They’re Jealous of You They Just Don’t Know It Yet
Said Friend 1 to me once over merlot at Gioco. I think of this often, like when Friend 2 announces she’s getting married, making me the last of our group not to be.
I think of this when the first dress goes over her head, and Friend 2 looks so beautiful I pause. Discussing details, her groom-to-be turns a little green and she pats his hand smiling.
Friend 1 tells me anyone can be married, have children, own a house, run a business. Why be just anyone she says, when you can be someone?
Friend 1 goes on to say that I’m a peacock while others are pigeons. Not that there’s anything wrong with being a pigeon she says. Pigeons are honorable creatures. You’re just a peacock she says. Why do you want to be a pigeon!
I can think of plenty of reasons not to be a peacock I say. What will my mother tell her friends? At parties, small talk stops when people find out what I am. Pigeons are puzzled by peacocks I say.
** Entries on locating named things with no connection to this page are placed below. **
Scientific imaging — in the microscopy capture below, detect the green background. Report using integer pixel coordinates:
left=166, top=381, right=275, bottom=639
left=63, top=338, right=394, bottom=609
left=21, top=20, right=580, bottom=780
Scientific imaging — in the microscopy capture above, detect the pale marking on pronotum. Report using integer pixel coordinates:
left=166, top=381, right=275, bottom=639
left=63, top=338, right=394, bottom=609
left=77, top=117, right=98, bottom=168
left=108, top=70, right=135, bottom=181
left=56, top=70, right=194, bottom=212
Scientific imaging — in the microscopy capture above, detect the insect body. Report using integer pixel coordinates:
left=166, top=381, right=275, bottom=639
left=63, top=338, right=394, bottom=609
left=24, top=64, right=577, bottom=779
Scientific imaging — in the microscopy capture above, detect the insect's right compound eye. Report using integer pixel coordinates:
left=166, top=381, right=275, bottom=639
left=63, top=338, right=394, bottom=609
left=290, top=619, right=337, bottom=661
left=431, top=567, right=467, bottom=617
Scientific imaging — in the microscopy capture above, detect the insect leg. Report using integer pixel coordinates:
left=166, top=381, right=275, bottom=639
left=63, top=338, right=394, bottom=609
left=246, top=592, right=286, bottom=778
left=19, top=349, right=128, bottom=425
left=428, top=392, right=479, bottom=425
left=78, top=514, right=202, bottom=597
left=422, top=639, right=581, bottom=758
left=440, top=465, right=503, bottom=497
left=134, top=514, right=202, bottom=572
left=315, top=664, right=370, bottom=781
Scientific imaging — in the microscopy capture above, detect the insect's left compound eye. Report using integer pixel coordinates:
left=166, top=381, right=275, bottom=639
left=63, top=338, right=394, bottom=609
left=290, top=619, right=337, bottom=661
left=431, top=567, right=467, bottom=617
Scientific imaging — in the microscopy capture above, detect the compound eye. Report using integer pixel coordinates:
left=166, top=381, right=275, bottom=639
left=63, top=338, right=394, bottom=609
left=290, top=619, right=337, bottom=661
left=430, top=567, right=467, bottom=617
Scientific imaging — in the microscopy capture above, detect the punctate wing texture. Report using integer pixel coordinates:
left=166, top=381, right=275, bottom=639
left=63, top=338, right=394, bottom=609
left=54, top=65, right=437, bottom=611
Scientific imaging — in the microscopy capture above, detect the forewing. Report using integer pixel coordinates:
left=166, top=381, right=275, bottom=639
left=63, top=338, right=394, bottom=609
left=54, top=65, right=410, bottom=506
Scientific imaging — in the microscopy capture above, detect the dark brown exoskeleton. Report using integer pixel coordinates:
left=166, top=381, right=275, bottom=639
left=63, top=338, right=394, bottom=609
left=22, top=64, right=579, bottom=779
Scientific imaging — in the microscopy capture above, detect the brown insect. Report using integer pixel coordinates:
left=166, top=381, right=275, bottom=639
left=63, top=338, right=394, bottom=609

Let them be puzzled she says. You are a beautiful Indian Blue!
But I’ve lived my whole life among pigeons I say. I don’t know how to live as a peacock. I’m scared of peacocks. I am a pigeon!
Friend 3 tries to solve the problem. You are neither peacock nor pigeon she says, but a combination. Something like a jackalope she says, you’re not one or the other.
What “one” or “the other” was, Friend 3 didn’t say.
Still, the pigeons and I know something’s not right. Am I then a robin among sparrows? Close to passing, with this bright red burning I keep trying to hide.